Miscarriage at 6 weeks

Okay So. Me and my boyfriend found out I was pregnant in Late August early September I think. I was only around 4 1/2 weeks then. We were extremely excited about having a baby like I was already looking around for things I wanted our baby to have, the whole 9. Now both me and him currently live with my mom, she’s not the easiest to talk to about things so we hadn’t told her I was pregnant but I guess just “knew” I was pregnant. She got extremely upset at the fact we didn’t tell her, even though we had only found out a week or so prior. Mind you, I’m almost 24, but she made it seem as though I was 16 and pregnant and I didn’t know how to care for a child. She was also upset of the way we planned on telling her and my dad and my siblings. It was just gonna be a cute announcement like all pregnancy.
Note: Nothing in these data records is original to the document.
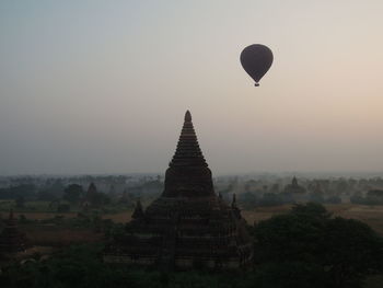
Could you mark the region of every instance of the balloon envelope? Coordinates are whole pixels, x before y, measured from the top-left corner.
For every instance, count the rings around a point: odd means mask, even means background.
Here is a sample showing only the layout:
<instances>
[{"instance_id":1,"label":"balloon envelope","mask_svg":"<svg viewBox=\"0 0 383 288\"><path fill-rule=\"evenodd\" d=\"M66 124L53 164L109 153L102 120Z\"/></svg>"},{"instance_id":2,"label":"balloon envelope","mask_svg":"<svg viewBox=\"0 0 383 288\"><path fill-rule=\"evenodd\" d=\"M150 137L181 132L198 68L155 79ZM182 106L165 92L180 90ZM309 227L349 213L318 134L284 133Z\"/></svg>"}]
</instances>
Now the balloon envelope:
<instances>
[{"instance_id":1,"label":"balloon envelope","mask_svg":"<svg viewBox=\"0 0 383 288\"><path fill-rule=\"evenodd\" d=\"M270 69L272 59L272 51L262 44L249 45L241 53L242 67L254 79L256 87Z\"/></svg>"}]
</instances>

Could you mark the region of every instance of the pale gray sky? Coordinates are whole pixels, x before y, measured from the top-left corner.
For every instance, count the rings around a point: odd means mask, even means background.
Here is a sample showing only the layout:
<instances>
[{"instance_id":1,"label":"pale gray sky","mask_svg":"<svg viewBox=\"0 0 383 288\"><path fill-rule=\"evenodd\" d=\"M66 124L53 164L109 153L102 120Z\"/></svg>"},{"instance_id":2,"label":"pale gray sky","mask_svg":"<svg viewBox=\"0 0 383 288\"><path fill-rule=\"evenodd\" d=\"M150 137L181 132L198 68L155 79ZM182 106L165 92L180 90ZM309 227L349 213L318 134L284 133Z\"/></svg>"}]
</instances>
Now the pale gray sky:
<instances>
[{"instance_id":1,"label":"pale gray sky","mask_svg":"<svg viewBox=\"0 0 383 288\"><path fill-rule=\"evenodd\" d=\"M383 171L383 1L0 2L0 174ZM269 46L254 88L241 50Z\"/></svg>"}]
</instances>

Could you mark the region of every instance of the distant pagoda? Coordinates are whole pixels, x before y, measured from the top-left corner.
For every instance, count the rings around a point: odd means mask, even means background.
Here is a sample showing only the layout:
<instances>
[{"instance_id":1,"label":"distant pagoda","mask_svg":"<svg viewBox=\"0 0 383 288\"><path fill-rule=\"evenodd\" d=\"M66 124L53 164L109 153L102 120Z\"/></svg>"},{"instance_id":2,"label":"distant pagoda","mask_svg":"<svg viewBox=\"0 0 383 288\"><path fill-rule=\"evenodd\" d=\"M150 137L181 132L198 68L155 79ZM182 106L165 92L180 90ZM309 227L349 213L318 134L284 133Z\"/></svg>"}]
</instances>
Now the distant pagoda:
<instances>
[{"instance_id":1,"label":"distant pagoda","mask_svg":"<svg viewBox=\"0 0 383 288\"><path fill-rule=\"evenodd\" d=\"M0 254L13 254L25 251L25 234L19 231L18 221L10 211L5 227L0 233Z\"/></svg>"},{"instance_id":2,"label":"distant pagoda","mask_svg":"<svg viewBox=\"0 0 383 288\"><path fill-rule=\"evenodd\" d=\"M306 189L298 184L298 180L293 176L291 184L285 187L285 193L291 193L293 195L305 194Z\"/></svg>"},{"instance_id":3,"label":"distant pagoda","mask_svg":"<svg viewBox=\"0 0 383 288\"><path fill-rule=\"evenodd\" d=\"M245 267L252 258L252 239L235 197L229 206L216 195L187 111L162 195L146 210L137 203L126 234L106 247L104 261L228 269Z\"/></svg>"}]
</instances>

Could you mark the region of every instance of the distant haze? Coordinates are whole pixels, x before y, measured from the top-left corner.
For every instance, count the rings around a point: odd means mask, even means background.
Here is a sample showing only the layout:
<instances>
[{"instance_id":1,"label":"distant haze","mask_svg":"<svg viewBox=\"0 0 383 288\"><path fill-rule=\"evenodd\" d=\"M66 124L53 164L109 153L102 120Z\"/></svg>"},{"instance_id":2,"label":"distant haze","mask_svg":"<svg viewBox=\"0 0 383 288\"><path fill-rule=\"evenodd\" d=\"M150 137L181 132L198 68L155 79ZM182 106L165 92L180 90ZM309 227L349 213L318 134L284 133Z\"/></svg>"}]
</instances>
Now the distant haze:
<instances>
[{"instance_id":1,"label":"distant haze","mask_svg":"<svg viewBox=\"0 0 383 288\"><path fill-rule=\"evenodd\" d=\"M383 1L0 2L0 174L383 171ZM275 61L254 88L254 43Z\"/></svg>"}]
</instances>

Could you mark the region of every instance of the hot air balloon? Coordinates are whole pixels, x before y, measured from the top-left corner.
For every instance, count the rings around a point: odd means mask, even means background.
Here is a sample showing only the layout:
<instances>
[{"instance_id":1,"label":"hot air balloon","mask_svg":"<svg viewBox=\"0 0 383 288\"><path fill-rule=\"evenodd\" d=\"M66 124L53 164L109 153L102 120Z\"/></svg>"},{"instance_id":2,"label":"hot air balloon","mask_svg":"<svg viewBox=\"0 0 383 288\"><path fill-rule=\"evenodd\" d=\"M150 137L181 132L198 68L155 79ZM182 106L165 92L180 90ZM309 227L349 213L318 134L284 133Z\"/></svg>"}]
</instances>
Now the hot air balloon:
<instances>
[{"instance_id":1,"label":"hot air balloon","mask_svg":"<svg viewBox=\"0 0 383 288\"><path fill-rule=\"evenodd\" d=\"M272 59L270 48L262 44L249 45L241 53L242 67L254 79L256 87L259 85L259 80L270 69Z\"/></svg>"}]
</instances>

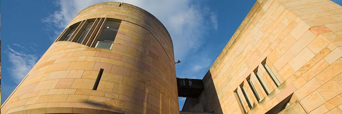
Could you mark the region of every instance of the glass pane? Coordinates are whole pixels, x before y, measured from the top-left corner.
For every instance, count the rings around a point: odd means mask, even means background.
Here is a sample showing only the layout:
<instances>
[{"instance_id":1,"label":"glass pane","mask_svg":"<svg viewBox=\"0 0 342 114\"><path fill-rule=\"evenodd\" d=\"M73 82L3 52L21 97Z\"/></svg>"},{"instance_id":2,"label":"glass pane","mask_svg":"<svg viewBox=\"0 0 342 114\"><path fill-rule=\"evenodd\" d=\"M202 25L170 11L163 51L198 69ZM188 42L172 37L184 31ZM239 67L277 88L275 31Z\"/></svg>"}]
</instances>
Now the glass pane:
<instances>
[{"instance_id":1,"label":"glass pane","mask_svg":"<svg viewBox=\"0 0 342 114\"><path fill-rule=\"evenodd\" d=\"M101 36L100 37L100 38L99 39L114 41L114 39L115 39L115 36L116 36L116 33L117 33L118 31L115 30L104 29L102 34L101 35Z\"/></svg>"},{"instance_id":2,"label":"glass pane","mask_svg":"<svg viewBox=\"0 0 342 114\"><path fill-rule=\"evenodd\" d=\"M247 91L246 91L246 90L245 89L245 87L244 86L241 87L241 90L242 91L242 93L244 94L244 96L245 97L245 98L246 99L246 100L247 101L247 104L248 104L248 106L249 106L249 108L251 109L253 107L253 104L252 104L252 102L251 101L250 99L249 99L249 97L248 96L248 94L247 93Z\"/></svg>"},{"instance_id":3,"label":"glass pane","mask_svg":"<svg viewBox=\"0 0 342 114\"><path fill-rule=\"evenodd\" d=\"M242 108L242 110L244 110L244 112L246 113L246 110L245 110L245 108L244 107L244 103L242 103L242 101L241 101L241 99L240 98L240 96L239 96L239 93L238 93L237 92L235 93L236 93L236 95L237 96L237 98L239 99L239 101L240 101L240 104L241 105L241 106L242 106L241 108Z\"/></svg>"},{"instance_id":4,"label":"glass pane","mask_svg":"<svg viewBox=\"0 0 342 114\"><path fill-rule=\"evenodd\" d=\"M89 23L88 23L88 24L87 25L87 27L86 27L86 29L90 29L90 28L91 28L91 26L93 25L93 23L94 23L93 21L92 22L89 22Z\"/></svg>"},{"instance_id":5,"label":"glass pane","mask_svg":"<svg viewBox=\"0 0 342 114\"><path fill-rule=\"evenodd\" d=\"M71 36L73 36L72 34L67 36L66 38L65 38L65 39L64 39L64 41L69 41L69 39L70 39L70 37L71 37Z\"/></svg>"},{"instance_id":6,"label":"glass pane","mask_svg":"<svg viewBox=\"0 0 342 114\"><path fill-rule=\"evenodd\" d=\"M277 87L279 87L280 84L280 82L278 80L278 78L277 78L276 76L274 75L274 74L273 74L273 72L272 72L272 70L271 70L271 68L268 67L268 65L265 63L263 66L264 66L264 68L265 68L265 69L266 70L267 73L268 74L268 75L269 75L269 76L271 77L271 78L272 78L272 80L273 81L273 82L276 84Z\"/></svg>"},{"instance_id":7,"label":"glass pane","mask_svg":"<svg viewBox=\"0 0 342 114\"><path fill-rule=\"evenodd\" d=\"M113 42L111 41L98 41L95 47L110 49L110 47L113 44Z\"/></svg>"},{"instance_id":8,"label":"glass pane","mask_svg":"<svg viewBox=\"0 0 342 114\"><path fill-rule=\"evenodd\" d=\"M74 34L74 33L75 32L75 30L76 30L76 27L73 28L70 30L70 31L68 33L68 35L67 36L65 39L64 39L65 41L68 41L71 37L71 36L73 36L73 34Z\"/></svg>"},{"instance_id":9,"label":"glass pane","mask_svg":"<svg viewBox=\"0 0 342 114\"><path fill-rule=\"evenodd\" d=\"M86 36L87 35L87 34L88 33L88 31L89 31L89 30L86 30L83 31L83 32L82 32L82 34L81 35L80 38L78 38L78 41L77 41L77 43L82 43L82 41L84 39L84 37L86 37Z\"/></svg>"},{"instance_id":10,"label":"glass pane","mask_svg":"<svg viewBox=\"0 0 342 114\"><path fill-rule=\"evenodd\" d=\"M258 93L258 91L255 89L255 87L254 86L254 85L252 82L252 81L251 81L250 79L249 79L248 80L247 80L247 81L248 83L248 84L249 85L249 86L251 87L252 91L253 92L253 93L254 94L254 96L255 96L255 98L256 98L256 100L258 100L258 102L261 101L261 99L260 98L260 96L259 96L259 93Z\"/></svg>"},{"instance_id":11,"label":"glass pane","mask_svg":"<svg viewBox=\"0 0 342 114\"><path fill-rule=\"evenodd\" d=\"M260 84L261 84L261 86L262 86L262 88L264 89L265 92L266 92L266 94L267 95L271 93L271 91L269 91L268 87L266 85L266 83L265 83L265 81L264 81L264 79L262 79L262 77L260 76L260 74L259 74L259 72L257 71L255 73L255 76L256 76L256 78L258 79L258 80L259 81L259 82L260 83Z\"/></svg>"},{"instance_id":12,"label":"glass pane","mask_svg":"<svg viewBox=\"0 0 342 114\"><path fill-rule=\"evenodd\" d=\"M104 28L118 30L119 26L120 26L120 22L108 21L106 24L106 26L105 26Z\"/></svg>"}]
</instances>

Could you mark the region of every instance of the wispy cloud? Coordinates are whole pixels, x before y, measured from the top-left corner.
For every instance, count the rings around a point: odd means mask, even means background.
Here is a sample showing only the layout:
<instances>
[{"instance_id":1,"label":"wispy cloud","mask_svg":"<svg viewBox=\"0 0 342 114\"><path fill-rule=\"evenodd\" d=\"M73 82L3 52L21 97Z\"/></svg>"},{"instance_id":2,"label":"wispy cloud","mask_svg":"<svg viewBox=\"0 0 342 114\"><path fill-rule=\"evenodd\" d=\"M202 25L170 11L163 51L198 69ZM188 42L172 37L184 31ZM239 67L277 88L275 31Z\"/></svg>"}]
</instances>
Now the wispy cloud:
<instances>
[{"instance_id":1,"label":"wispy cloud","mask_svg":"<svg viewBox=\"0 0 342 114\"><path fill-rule=\"evenodd\" d=\"M55 34L51 37L52 40L79 12L91 5L107 1L58 1L56 4L60 7L60 10L52 13L42 21L48 27L59 28L54 30ZM137 6L160 20L172 38L176 59L184 59L191 51L198 51L205 43L203 41L210 38L203 36L210 34L209 30L217 29L216 13L207 6L194 4L191 1L124 0L119 2Z\"/></svg>"},{"instance_id":2,"label":"wispy cloud","mask_svg":"<svg viewBox=\"0 0 342 114\"><path fill-rule=\"evenodd\" d=\"M21 46L16 44L13 45ZM38 57L35 54L15 50L8 45L7 48L8 50L6 52L8 52L9 62L11 64L8 69L11 73L12 79L15 83L19 83L36 64Z\"/></svg>"}]
</instances>

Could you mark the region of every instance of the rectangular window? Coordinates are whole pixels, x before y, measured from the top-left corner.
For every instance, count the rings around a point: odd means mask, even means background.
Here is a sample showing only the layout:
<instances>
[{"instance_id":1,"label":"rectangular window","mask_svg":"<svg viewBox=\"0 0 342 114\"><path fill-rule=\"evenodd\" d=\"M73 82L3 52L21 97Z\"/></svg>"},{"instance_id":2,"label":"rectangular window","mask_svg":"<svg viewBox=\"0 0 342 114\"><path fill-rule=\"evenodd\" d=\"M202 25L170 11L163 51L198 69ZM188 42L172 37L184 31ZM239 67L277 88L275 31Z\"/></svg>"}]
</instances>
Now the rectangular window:
<instances>
[{"instance_id":1,"label":"rectangular window","mask_svg":"<svg viewBox=\"0 0 342 114\"><path fill-rule=\"evenodd\" d=\"M265 62L262 66L264 66L264 68L266 70L266 72L268 74L269 76L271 77L271 78L272 79L272 80L275 84L277 86L277 87L279 87L279 86L280 86L280 82L279 82L279 80L277 78L276 76L274 75L274 74L273 74L273 72L271 70L271 68L269 68L268 65L267 65L267 64L266 64L266 62Z\"/></svg>"},{"instance_id":2,"label":"rectangular window","mask_svg":"<svg viewBox=\"0 0 342 114\"><path fill-rule=\"evenodd\" d=\"M251 89L252 89L252 91L253 92L253 93L254 94L254 96L255 96L255 98L256 98L256 100L258 100L258 102L260 102L261 101L261 98L260 98L260 96L259 95L259 93L258 93L258 91L256 90L256 89L255 89L255 87L254 86L254 85L253 84L253 83L251 80L251 79L249 79L247 80L247 82L248 83L248 85L249 85L249 86L251 87Z\"/></svg>"},{"instance_id":3,"label":"rectangular window","mask_svg":"<svg viewBox=\"0 0 342 114\"><path fill-rule=\"evenodd\" d=\"M111 49L120 23L120 22L115 21L107 21L95 47Z\"/></svg>"},{"instance_id":4,"label":"rectangular window","mask_svg":"<svg viewBox=\"0 0 342 114\"><path fill-rule=\"evenodd\" d=\"M239 93L238 93L237 92L235 92L236 94L236 96L237 96L237 99L239 100L239 101L240 102L240 105L241 105L241 108L242 108L242 110L244 111L244 113L246 113L246 110L245 110L245 108L244 107L244 103L242 103L242 101L241 100L241 98L240 98L240 96L239 96Z\"/></svg>"},{"instance_id":5,"label":"rectangular window","mask_svg":"<svg viewBox=\"0 0 342 114\"><path fill-rule=\"evenodd\" d=\"M76 28L77 28L77 27L75 27L71 29L70 31L68 33L68 35L66 36L66 37L65 37L65 38L64 38L64 41L69 41L69 40L70 39L70 38L71 38L71 36L74 34L74 33L75 33L75 30L76 30Z\"/></svg>"},{"instance_id":6,"label":"rectangular window","mask_svg":"<svg viewBox=\"0 0 342 114\"><path fill-rule=\"evenodd\" d=\"M264 90L265 90L265 92L266 92L266 94L268 95L271 93L271 91L269 90L269 89L268 89L268 87L267 87L267 85L266 85L266 83L265 83L264 81L264 79L262 79L262 77L260 76L260 74L259 74L259 72L257 71L255 73L255 76L256 76L256 78L258 79L259 82L260 83L260 84L261 84L261 86L262 87L262 88L264 89Z\"/></svg>"},{"instance_id":7,"label":"rectangular window","mask_svg":"<svg viewBox=\"0 0 342 114\"><path fill-rule=\"evenodd\" d=\"M80 37L78 38L78 39L77 39L77 41L76 41L76 42L77 42L82 43L82 41L83 41L83 40L84 39L84 38L86 37L86 36L87 36L88 33L89 32L89 30L90 30L90 28L91 28L91 26L93 25L93 23L94 22L90 22L88 23L84 30L83 30L83 31L82 32L82 34L81 34L81 36L80 36Z\"/></svg>"},{"instance_id":8,"label":"rectangular window","mask_svg":"<svg viewBox=\"0 0 342 114\"><path fill-rule=\"evenodd\" d=\"M244 86L241 86L240 87L241 88L241 90L242 91L242 93L244 94L245 98L246 99L246 101L247 101L247 103L248 104L248 106L249 106L250 109L252 109L253 107L253 105L252 104L250 99L249 99L249 96L248 96L248 94L247 93L247 91L246 91Z\"/></svg>"}]
</instances>

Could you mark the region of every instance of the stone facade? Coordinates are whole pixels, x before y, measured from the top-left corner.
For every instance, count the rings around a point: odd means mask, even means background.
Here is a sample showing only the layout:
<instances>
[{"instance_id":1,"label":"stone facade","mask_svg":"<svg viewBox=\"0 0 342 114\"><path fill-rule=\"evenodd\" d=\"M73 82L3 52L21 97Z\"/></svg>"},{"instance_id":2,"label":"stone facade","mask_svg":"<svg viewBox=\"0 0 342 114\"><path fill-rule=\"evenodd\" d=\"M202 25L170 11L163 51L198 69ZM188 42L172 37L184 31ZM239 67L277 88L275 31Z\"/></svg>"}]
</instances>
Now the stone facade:
<instances>
[{"instance_id":1,"label":"stone facade","mask_svg":"<svg viewBox=\"0 0 342 114\"><path fill-rule=\"evenodd\" d=\"M121 20L111 49L55 42L1 113L179 114L173 45L161 23L136 6L106 2L82 10L68 27L96 18Z\"/></svg>"},{"instance_id":2,"label":"stone facade","mask_svg":"<svg viewBox=\"0 0 342 114\"><path fill-rule=\"evenodd\" d=\"M182 111L263 114L289 98L280 113L342 113L341 56L342 7L329 0L258 0L203 78L205 90L187 98Z\"/></svg>"}]
</instances>

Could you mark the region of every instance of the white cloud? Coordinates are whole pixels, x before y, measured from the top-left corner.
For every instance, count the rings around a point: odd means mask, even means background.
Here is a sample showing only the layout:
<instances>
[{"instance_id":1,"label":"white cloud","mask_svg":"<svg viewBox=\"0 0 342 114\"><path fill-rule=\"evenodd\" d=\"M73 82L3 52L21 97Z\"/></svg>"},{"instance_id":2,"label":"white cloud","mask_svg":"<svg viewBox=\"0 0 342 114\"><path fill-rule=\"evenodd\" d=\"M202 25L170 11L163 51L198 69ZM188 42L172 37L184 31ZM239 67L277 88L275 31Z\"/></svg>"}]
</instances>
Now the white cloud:
<instances>
[{"instance_id":1,"label":"white cloud","mask_svg":"<svg viewBox=\"0 0 342 114\"><path fill-rule=\"evenodd\" d=\"M117 1L117 0L110 0ZM51 27L57 27L55 38L80 11L91 5L108 0L60 0L56 2L59 10L43 19ZM218 27L216 15L206 6L190 0L124 0L119 2L139 7L148 11L164 25L172 39L176 60L185 59L191 51L199 51L210 38L203 36Z\"/></svg>"},{"instance_id":2,"label":"white cloud","mask_svg":"<svg viewBox=\"0 0 342 114\"><path fill-rule=\"evenodd\" d=\"M9 60L12 65L9 70L12 79L19 83L36 64L38 57L36 55L16 51L7 46Z\"/></svg>"}]
</instances>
I think I was the happiest I’d ever been being pregnant those few weeks, but my mom stressed me out to the max and the day my mom wanted to talk about it she was still angry and that day is when I had the worst cramps ever so I called off from work, then later that night I started bleeding and I just knew that I was having a miscarriage so the next day my boyfriend made me go to the hospital after I got off work and we were there for 6 hours, they did loads of test but didn’t tell me anything and that I should just take it easy the next couple of days but they made an appointment for my Obgyn two days later and that’s when they confirmed I had miscarried, they couldn’t find a sac or anything like that. And my boyfriend thinks it was because I was so extremely stressed out, but idk. We’re still mourning the loss of our baby, it’s even harder when everyone around me is pregnant or have had their babies. I also work in childcare, I work with infants all day so it doesn’t get much easier. But we’ve trying again for another baby, but no signs yet. Does it take a while to get pregnant again after miscarriage or is it just me?